Tiempo después, cuando en su grupo de amigos íntimos Maartje explicó lo sucedido, dejó atónitos a todos. La CIA había urdido muy bien su plan, y era de esperarse que casi cualquier persona sucumbiera ante lo visto. Un fantasma que aparece de las profundidades de las tinieblas puede aterrorizar. Eso fue lo que le pasó al ítalo-estadounidense. Pero algo salió mal en la jugada. El terror —y quizá el paro cardíaco— estaban destinados al joven holandés. Tartaglia debía soportar estoicamente lo que apareciera. El problema estuvo en que él mismo no sabía los efectos especiales con que se saldría la agencia, y nunca había ensayado su contacto con un holograma de la más reciente tecnología, tan impresionantemente real que hasta parecía expedir sangre en su vómito.
El truco estuvo realizado a la más alta escuela; el mayor desarrollo técnico se puso en juego con la idea de impresionar tanto a Maartje como para dejarlo boquiabierto, golpeado, dañado psicológicamente. La idea fundamental no era tanto matarlo físicamente, sino neutralizarlo, dejándolo vivo. En otros términos: hacerlo pasar por loco, mostrar ese lado enfermo de su credulidad, presentándolo como un enigmático chiflado. Un par de declaraciones suyas relacionada con fantasmas y aparecidos bastarían para desacreditar toda su obra. Un materialista, un revolucionario no podía andar viendo ánimas en pena. Eso no encajaba. O permitía mostrar que «estos bolcheviques son todos unos chiflados». El mensaje era claro: los revolucionarios, indefectiblemente, no son de confiar. Deliran, fantasean, ven fantasmas. El escarnio sería total, y el naufragio de un teórico de fuste sería una estocada mortal para el pensamiento crítico.
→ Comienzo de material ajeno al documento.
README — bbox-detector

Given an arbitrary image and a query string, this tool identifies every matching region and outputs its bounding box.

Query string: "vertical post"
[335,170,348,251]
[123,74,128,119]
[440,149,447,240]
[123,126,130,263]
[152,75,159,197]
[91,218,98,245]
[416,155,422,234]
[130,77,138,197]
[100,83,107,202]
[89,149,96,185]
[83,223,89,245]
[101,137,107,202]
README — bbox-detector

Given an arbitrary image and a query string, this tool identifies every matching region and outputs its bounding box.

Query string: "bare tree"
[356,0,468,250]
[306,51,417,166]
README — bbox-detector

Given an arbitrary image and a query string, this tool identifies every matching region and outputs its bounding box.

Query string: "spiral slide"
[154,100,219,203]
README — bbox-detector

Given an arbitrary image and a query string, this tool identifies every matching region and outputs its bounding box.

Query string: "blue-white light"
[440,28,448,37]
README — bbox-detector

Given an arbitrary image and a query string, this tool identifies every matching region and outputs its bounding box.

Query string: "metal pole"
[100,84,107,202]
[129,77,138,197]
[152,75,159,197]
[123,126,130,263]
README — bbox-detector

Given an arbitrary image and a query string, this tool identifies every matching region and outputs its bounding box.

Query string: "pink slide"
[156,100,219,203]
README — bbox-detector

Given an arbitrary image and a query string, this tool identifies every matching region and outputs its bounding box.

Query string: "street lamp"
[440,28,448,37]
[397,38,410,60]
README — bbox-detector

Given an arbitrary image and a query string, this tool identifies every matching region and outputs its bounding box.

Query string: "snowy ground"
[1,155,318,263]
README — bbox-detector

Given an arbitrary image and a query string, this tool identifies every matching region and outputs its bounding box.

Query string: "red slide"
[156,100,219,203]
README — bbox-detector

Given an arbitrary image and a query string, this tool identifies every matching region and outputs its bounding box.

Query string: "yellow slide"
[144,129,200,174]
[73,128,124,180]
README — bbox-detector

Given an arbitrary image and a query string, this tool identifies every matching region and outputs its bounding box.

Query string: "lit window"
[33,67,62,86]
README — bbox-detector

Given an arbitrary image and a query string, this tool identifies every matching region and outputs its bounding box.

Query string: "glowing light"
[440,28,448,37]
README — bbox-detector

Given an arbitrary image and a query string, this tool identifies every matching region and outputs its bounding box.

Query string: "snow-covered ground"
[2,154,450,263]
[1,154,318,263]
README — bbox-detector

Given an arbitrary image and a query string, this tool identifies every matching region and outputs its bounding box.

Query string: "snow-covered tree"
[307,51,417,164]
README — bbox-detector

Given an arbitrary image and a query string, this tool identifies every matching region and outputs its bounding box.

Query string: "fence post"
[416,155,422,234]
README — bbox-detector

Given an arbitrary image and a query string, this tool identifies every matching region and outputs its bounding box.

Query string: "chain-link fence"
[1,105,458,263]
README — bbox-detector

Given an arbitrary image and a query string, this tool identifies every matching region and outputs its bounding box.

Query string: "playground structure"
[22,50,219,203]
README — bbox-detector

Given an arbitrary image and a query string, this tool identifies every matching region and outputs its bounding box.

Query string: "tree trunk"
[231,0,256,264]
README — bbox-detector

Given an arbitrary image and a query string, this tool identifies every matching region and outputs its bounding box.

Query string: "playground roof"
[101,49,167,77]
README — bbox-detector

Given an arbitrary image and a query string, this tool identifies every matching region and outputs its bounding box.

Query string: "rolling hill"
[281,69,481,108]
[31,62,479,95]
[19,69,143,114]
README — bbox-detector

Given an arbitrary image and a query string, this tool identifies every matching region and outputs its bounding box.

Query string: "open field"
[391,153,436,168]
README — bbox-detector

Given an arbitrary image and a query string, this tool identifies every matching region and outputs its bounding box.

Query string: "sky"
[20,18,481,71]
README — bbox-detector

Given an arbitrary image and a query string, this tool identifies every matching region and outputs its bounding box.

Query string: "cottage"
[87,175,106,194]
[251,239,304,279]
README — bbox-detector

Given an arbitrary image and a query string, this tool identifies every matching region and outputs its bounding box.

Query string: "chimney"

Ridiculizarlo serviría más que asesinarlo.
Pero el tiro salió por la culata: quien sucumbió al artificio fue el propio agente encubierto. El holandés finalmente rio ante la maniobra.
«Tengo que reconocer que un poco de miedo sentí al principio», explicó con sus íntimos cuando relataba lo sucedido. «Pero rápidamente me di cuenta de que no podía ser: hasta donde se sabe… ¡ningún fantasma, jamás, habló en holandés!».